Quadrant I Triangle : (4, 6) , (7, 6), (2, 3)
Quadrant III Triangle : (-6, -2), (-4, -5), (-1,-5)
What is the sequence of transformations needed to move triangle ABC to triangle EGH to show that the triangles are congruent?
(1 point)
reflection over the x-axis, then a translation of (blank)

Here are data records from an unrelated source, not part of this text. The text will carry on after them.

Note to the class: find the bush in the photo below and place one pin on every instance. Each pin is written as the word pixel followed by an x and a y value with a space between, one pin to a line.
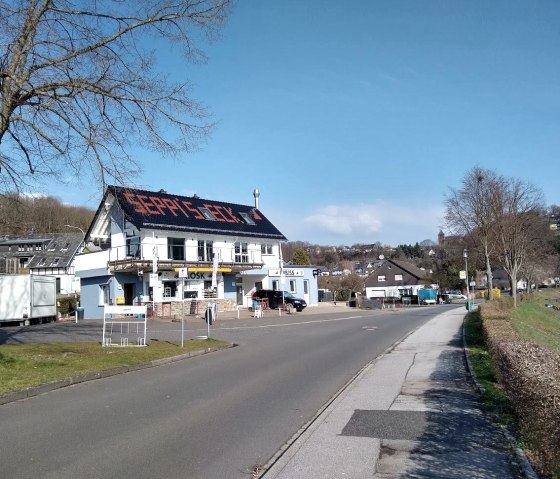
pixel 67 304
pixel 530 376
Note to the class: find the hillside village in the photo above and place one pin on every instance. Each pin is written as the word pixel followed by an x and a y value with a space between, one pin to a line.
pixel 339 271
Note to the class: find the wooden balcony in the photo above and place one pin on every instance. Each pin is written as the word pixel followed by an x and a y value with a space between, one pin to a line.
pixel 134 265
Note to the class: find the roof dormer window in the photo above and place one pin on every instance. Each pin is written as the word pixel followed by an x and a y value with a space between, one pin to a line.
pixel 207 213
pixel 247 218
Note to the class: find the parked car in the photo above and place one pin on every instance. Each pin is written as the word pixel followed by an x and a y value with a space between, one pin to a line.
pixel 274 298
pixel 455 295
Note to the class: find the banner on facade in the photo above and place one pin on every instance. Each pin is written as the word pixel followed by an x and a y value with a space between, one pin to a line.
pixel 288 272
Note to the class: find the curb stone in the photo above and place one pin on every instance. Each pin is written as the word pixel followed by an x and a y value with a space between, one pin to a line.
pixel 520 457
pixel 93 375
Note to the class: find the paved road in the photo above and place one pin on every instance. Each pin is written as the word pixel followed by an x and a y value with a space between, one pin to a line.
pixel 216 416
pixel 413 413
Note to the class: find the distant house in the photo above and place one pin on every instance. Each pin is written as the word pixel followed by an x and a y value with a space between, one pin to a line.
pixel 47 254
pixel 394 279
pixel 159 249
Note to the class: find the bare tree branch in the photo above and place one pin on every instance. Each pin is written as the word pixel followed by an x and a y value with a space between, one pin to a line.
pixel 80 85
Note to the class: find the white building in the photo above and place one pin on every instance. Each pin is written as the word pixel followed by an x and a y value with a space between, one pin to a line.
pixel 159 249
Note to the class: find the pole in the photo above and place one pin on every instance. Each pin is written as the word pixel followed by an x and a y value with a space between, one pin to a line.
pixel 465 254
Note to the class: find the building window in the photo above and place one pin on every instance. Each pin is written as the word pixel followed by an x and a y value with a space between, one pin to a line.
pixel 247 218
pixel 176 249
pixel 266 249
pixel 292 284
pixel 169 289
pixel 241 253
pixel 133 247
pixel 205 250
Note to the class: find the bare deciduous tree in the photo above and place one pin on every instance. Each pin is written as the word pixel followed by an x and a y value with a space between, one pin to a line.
pixel 470 212
pixel 79 84
pixel 519 229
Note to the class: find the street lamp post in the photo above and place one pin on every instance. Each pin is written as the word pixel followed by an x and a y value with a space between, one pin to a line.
pixel 466 255
pixel 83 241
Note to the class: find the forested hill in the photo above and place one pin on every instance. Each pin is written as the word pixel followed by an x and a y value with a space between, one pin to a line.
pixel 22 215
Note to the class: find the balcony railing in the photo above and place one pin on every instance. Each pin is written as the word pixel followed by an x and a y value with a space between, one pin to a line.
pixel 127 259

To move triangle ABC to triangle EGH, we need to perform the following transformations:
1) Reflection over the x-axis.
After reflecting triangle ABC over the x-axis, we get the new triangle A'B'C' with vertices A' (4, -6), B' (7, -6), and C' (2, -3).
2) Translation.
To translate triangle A'B'C' to triangle EGH, we need to find the vector that represents the translation from A'B'C' to EGH. We can do this by subtracting the coordinates of a corresponding vertex on A'B'C' from the coordinates of the corresponding vertex on EGH. Let's take vertex A' and vertex E as corresponding vertices:
Vector translation = E - A' = (-6, -2) - (4, -6)
= (-6 - 4, -2 - (-6))
= (-10, 4)
Therefore, the sequence of transformations needed is:
Reflection over the x-axis, then a translation of vector (-10, 4).